Ekonominin bir tarafta reklamlarla iyileştiği ve en zorun geride bırakıldığı söyleminin geliştirdiği Türkiye’de ne yazık ki sahanın gerçekleri söylemlere uymuyor. Uymadığı gibi, ortada yönetilmesi gereken ciddi bir borç gerçeği var.
Tüketicinin toplum finans kesimine borcu 3,4 trilyon TL’yi aşmışken, son 12 ayda sadece kredi kartlarında takibe düşende yüzde 265, son 7 ayda da yüzde 182 artış olması, kredi kartı kullanımının alışkanlıktan değil, gelir yoksunluğundan kaynaklandığını bize gösteriyor.
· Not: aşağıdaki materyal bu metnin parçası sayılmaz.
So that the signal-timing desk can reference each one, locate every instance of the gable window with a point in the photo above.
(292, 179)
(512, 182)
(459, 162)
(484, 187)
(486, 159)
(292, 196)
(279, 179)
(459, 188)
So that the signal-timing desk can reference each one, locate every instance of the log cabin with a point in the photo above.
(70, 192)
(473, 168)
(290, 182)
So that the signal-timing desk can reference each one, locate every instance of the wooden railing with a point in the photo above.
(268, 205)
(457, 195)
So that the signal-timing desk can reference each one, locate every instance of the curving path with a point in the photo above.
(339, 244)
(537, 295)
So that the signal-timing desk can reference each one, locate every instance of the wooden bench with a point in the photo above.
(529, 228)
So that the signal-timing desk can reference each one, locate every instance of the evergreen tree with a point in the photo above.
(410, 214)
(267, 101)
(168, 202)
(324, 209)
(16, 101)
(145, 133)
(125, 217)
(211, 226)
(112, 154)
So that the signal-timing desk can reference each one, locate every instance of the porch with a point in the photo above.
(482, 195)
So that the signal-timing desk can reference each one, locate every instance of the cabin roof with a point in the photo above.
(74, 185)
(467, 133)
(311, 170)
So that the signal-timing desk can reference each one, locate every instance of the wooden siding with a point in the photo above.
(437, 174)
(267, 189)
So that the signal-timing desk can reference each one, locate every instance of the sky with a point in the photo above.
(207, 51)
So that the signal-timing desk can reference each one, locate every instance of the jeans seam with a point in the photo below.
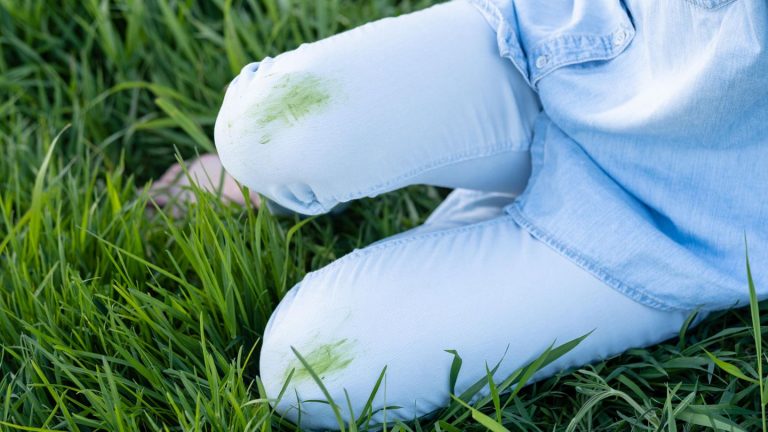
(588, 264)
(439, 163)
(402, 241)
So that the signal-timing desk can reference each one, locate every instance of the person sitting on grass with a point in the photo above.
(608, 159)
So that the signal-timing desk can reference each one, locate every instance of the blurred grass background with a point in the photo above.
(115, 319)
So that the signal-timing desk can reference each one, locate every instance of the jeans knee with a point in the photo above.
(303, 343)
(268, 128)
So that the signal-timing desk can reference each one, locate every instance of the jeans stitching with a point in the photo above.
(514, 211)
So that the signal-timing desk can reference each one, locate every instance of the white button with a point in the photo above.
(620, 37)
(542, 61)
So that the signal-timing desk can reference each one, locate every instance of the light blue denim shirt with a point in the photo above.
(651, 154)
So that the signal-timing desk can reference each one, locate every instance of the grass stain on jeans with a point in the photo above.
(324, 359)
(292, 98)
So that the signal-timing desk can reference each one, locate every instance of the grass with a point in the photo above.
(113, 319)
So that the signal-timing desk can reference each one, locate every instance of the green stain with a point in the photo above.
(324, 359)
(291, 98)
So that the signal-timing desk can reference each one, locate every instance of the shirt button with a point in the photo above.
(620, 37)
(542, 61)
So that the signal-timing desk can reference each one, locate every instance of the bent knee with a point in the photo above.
(307, 351)
(267, 132)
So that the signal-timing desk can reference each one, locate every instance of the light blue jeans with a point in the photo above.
(419, 99)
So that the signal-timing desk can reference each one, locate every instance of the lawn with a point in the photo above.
(116, 318)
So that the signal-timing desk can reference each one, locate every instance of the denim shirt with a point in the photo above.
(651, 152)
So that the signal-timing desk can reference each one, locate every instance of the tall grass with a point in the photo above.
(113, 318)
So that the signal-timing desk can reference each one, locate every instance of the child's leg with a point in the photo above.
(422, 98)
(469, 280)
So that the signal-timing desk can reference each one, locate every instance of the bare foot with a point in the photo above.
(173, 188)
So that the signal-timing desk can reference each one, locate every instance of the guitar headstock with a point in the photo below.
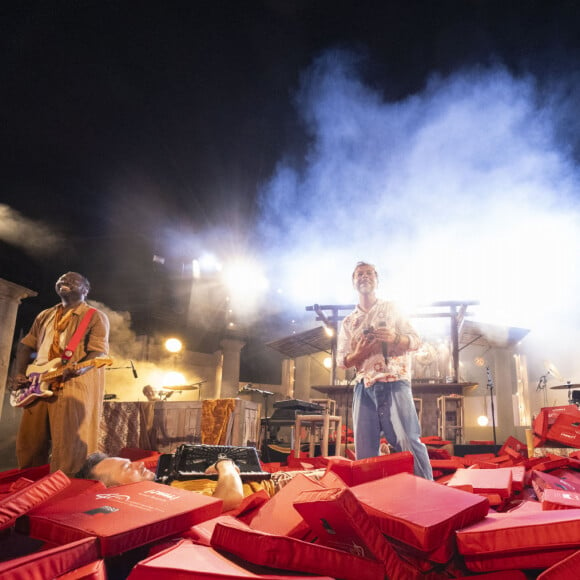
(101, 361)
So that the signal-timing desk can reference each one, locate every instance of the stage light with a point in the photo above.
(245, 284)
(173, 345)
(173, 379)
(196, 269)
(483, 420)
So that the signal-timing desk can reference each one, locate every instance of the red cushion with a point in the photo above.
(123, 517)
(419, 512)
(186, 560)
(566, 569)
(521, 530)
(30, 496)
(497, 481)
(93, 571)
(339, 521)
(559, 499)
(515, 445)
(541, 481)
(33, 473)
(536, 559)
(278, 515)
(51, 562)
(287, 553)
(372, 468)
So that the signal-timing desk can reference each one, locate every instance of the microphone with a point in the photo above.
(384, 346)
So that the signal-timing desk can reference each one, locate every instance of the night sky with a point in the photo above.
(134, 129)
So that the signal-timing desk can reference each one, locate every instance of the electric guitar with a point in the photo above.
(40, 376)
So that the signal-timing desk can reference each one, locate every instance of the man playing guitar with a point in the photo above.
(63, 427)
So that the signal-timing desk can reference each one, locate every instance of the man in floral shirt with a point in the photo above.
(377, 340)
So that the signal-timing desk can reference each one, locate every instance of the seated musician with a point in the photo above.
(113, 471)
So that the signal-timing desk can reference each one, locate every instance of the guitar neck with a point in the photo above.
(49, 376)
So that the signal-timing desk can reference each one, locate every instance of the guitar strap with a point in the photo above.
(76, 337)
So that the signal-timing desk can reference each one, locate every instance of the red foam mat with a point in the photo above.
(566, 569)
(521, 530)
(418, 512)
(286, 553)
(339, 521)
(485, 480)
(278, 515)
(535, 560)
(94, 571)
(123, 517)
(188, 561)
(364, 470)
(52, 562)
(30, 496)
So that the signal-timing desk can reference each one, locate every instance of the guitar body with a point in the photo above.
(41, 376)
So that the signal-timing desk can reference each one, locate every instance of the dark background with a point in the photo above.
(128, 125)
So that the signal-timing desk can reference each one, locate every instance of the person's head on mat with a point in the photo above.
(114, 470)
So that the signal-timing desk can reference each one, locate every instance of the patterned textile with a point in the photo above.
(215, 419)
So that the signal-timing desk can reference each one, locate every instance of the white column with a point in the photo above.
(10, 297)
(288, 367)
(230, 384)
(303, 379)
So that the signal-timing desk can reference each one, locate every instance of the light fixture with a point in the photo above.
(483, 420)
(173, 345)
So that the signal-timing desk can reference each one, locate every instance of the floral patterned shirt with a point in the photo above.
(375, 368)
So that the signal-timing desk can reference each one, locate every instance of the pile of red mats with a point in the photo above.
(489, 516)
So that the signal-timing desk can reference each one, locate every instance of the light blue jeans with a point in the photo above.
(388, 408)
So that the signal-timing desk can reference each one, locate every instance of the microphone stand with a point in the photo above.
(542, 384)
(490, 387)
(265, 423)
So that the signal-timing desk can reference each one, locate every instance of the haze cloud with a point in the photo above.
(463, 191)
(32, 236)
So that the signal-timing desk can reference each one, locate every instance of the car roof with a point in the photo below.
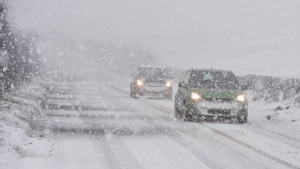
(214, 70)
(151, 66)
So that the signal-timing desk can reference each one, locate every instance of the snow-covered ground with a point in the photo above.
(95, 124)
(20, 117)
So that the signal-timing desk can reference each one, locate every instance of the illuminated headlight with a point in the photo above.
(168, 84)
(195, 96)
(240, 98)
(139, 82)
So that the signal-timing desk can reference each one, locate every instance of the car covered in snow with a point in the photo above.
(208, 94)
(151, 81)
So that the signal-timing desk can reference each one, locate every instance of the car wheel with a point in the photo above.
(178, 114)
(186, 115)
(242, 120)
(132, 94)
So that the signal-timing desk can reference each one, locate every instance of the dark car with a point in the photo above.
(151, 81)
(211, 94)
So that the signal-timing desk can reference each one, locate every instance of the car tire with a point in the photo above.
(178, 114)
(132, 94)
(242, 120)
(186, 115)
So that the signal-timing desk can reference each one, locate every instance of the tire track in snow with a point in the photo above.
(235, 140)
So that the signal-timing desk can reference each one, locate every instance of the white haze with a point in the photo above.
(245, 36)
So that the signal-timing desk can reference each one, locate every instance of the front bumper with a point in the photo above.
(156, 90)
(220, 110)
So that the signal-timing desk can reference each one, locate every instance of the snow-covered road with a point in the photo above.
(97, 125)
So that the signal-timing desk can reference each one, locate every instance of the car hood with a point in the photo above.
(229, 94)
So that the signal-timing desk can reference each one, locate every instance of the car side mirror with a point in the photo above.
(182, 84)
(244, 87)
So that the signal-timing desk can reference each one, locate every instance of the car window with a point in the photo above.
(186, 78)
(211, 79)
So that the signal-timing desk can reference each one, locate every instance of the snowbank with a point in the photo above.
(19, 112)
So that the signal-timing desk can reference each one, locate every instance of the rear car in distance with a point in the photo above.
(210, 95)
(151, 81)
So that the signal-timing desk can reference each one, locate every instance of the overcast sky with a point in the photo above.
(246, 36)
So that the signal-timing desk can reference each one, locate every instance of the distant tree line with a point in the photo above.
(18, 56)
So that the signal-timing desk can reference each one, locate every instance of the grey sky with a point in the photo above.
(242, 35)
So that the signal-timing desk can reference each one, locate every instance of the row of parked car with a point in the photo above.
(204, 94)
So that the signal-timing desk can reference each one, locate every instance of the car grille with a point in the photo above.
(154, 85)
(218, 100)
(218, 111)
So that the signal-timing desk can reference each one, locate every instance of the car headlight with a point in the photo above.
(241, 98)
(168, 84)
(195, 96)
(139, 82)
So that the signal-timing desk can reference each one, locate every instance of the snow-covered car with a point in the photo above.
(210, 95)
(151, 81)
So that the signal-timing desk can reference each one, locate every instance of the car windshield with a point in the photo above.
(152, 72)
(213, 79)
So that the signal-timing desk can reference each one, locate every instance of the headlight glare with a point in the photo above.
(195, 96)
(168, 84)
(241, 98)
(139, 82)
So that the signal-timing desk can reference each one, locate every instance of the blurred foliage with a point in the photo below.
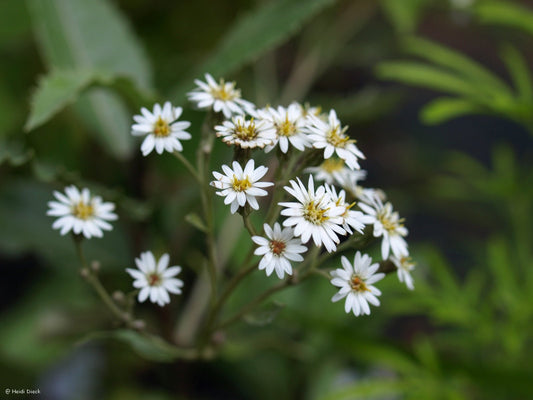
(76, 70)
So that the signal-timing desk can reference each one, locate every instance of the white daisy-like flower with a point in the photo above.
(355, 283)
(246, 134)
(221, 97)
(162, 129)
(240, 186)
(350, 218)
(405, 265)
(81, 213)
(387, 223)
(333, 139)
(334, 171)
(278, 249)
(154, 279)
(314, 215)
(288, 123)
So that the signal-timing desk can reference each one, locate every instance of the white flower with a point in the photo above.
(288, 123)
(240, 186)
(405, 265)
(246, 134)
(154, 278)
(222, 97)
(334, 171)
(350, 218)
(162, 128)
(389, 225)
(80, 212)
(278, 249)
(332, 138)
(314, 215)
(355, 283)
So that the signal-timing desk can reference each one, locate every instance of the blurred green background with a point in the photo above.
(439, 95)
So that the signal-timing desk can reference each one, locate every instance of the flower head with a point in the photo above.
(333, 139)
(387, 223)
(288, 123)
(355, 283)
(240, 186)
(81, 213)
(221, 97)
(154, 279)
(404, 266)
(350, 218)
(246, 134)
(162, 129)
(278, 249)
(314, 215)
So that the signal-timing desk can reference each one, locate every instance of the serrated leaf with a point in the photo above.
(445, 108)
(265, 314)
(255, 33)
(505, 13)
(145, 345)
(81, 35)
(196, 221)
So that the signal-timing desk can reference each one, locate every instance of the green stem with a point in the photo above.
(187, 165)
(93, 280)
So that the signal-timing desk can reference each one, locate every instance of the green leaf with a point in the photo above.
(505, 13)
(63, 87)
(456, 61)
(145, 345)
(519, 71)
(427, 76)
(404, 14)
(265, 314)
(255, 33)
(54, 92)
(81, 35)
(196, 221)
(445, 108)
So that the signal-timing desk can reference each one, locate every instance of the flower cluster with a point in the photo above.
(333, 209)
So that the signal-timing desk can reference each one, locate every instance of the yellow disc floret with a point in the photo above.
(83, 211)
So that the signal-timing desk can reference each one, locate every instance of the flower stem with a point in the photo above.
(93, 280)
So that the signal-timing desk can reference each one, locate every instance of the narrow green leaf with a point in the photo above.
(255, 33)
(145, 345)
(445, 108)
(423, 75)
(505, 13)
(458, 62)
(196, 221)
(519, 71)
(81, 35)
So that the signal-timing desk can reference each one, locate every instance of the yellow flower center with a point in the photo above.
(154, 279)
(225, 92)
(332, 165)
(161, 128)
(358, 285)
(286, 128)
(337, 138)
(244, 132)
(315, 214)
(240, 185)
(83, 211)
(277, 247)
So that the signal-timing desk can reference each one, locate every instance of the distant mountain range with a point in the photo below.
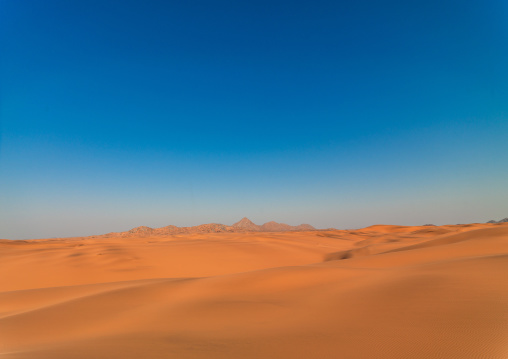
(243, 225)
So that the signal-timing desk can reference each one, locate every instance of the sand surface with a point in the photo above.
(378, 292)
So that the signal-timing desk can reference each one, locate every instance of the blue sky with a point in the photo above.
(116, 114)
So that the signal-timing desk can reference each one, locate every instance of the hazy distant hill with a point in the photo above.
(504, 220)
(244, 225)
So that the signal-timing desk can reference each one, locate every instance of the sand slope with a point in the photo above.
(378, 292)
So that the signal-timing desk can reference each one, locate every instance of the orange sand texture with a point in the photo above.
(378, 292)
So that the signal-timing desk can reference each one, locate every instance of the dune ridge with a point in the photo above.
(377, 292)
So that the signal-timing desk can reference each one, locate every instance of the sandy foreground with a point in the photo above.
(377, 292)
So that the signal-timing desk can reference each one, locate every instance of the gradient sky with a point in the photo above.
(116, 114)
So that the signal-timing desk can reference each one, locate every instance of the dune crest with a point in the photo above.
(377, 292)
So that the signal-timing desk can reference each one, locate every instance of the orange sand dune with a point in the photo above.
(378, 292)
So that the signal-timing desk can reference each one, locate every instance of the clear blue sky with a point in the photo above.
(116, 114)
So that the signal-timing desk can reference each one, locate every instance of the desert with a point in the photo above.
(383, 291)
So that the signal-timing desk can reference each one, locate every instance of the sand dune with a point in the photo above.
(378, 292)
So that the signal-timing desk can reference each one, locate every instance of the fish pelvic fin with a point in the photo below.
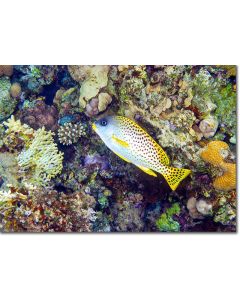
(174, 176)
(119, 141)
(148, 171)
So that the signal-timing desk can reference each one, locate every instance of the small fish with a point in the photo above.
(134, 145)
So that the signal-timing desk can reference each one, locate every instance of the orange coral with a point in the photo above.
(6, 70)
(15, 90)
(214, 154)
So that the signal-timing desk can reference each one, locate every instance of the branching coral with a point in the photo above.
(41, 159)
(214, 153)
(92, 78)
(69, 133)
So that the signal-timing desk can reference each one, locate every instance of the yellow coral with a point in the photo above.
(214, 154)
(41, 159)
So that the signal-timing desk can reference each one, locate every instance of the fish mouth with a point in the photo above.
(94, 127)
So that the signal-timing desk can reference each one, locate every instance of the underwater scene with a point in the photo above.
(118, 148)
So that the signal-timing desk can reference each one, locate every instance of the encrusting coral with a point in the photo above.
(69, 133)
(214, 153)
(41, 115)
(41, 210)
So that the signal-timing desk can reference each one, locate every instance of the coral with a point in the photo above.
(43, 210)
(208, 126)
(34, 77)
(67, 101)
(226, 212)
(96, 160)
(16, 135)
(6, 70)
(214, 153)
(69, 133)
(15, 90)
(104, 99)
(92, 107)
(166, 222)
(41, 115)
(191, 206)
(228, 180)
(128, 212)
(7, 104)
(41, 160)
(8, 169)
(203, 207)
(92, 79)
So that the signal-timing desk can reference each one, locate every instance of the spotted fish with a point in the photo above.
(134, 145)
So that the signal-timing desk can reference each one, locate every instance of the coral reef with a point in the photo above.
(15, 90)
(46, 211)
(41, 160)
(41, 115)
(166, 221)
(70, 133)
(215, 153)
(7, 104)
(6, 70)
(56, 175)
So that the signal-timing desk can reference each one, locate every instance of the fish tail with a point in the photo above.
(174, 176)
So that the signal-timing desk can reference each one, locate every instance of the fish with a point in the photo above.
(134, 145)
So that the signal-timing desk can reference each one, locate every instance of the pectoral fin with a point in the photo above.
(120, 142)
(148, 171)
(121, 156)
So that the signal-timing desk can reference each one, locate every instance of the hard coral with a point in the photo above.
(7, 104)
(227, 181)
(41, 160)
(214, 153)
(6, 70)
(15, 90)
(41, 115)
(69, 133)
(43, 210)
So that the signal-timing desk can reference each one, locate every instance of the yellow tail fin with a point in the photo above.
(174, 176)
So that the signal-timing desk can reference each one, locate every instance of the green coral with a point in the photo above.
(41, 158)
(7, 104)
(226, 101)
(166, 223)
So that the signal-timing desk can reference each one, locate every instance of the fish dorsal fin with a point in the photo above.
(119, 141)
(148, 171)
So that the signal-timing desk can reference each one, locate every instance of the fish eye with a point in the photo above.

Başarı ekonomi söylemlerinin gölgesinde, finansçıların coşku verdiği ama vatandaşından iş dünyasına kimsenin inandırıcı bulmadığı rakamları esas alırsak, ciddi bir ödemeler problemi ile karşı karşıya olduğumuz çok açık.
Nereden anlıyoruz? Şimdi BDDK kredi kartı borçlularına yönelik yeni bir açılım geliştirdi. Borçların 60 aya kadar yapılandırılması öngörülüyor. Esasen prensipte son derece doğru ve alınması gereken bir karardı.
Nitekim asgari ödeme tutarlarında da iyileştirme yapılmış olması, borcun kurtarılması hamlesi adına anlamlı bir işaret. Elbette bunun insanlar gelirlerini ya da en iyi ihtimalle gelirleriyle satın alma yapabilecek gücü kaybettikten sonra olması da geç adılmış bir adım olarak nitelendirilmesi gerekiyor.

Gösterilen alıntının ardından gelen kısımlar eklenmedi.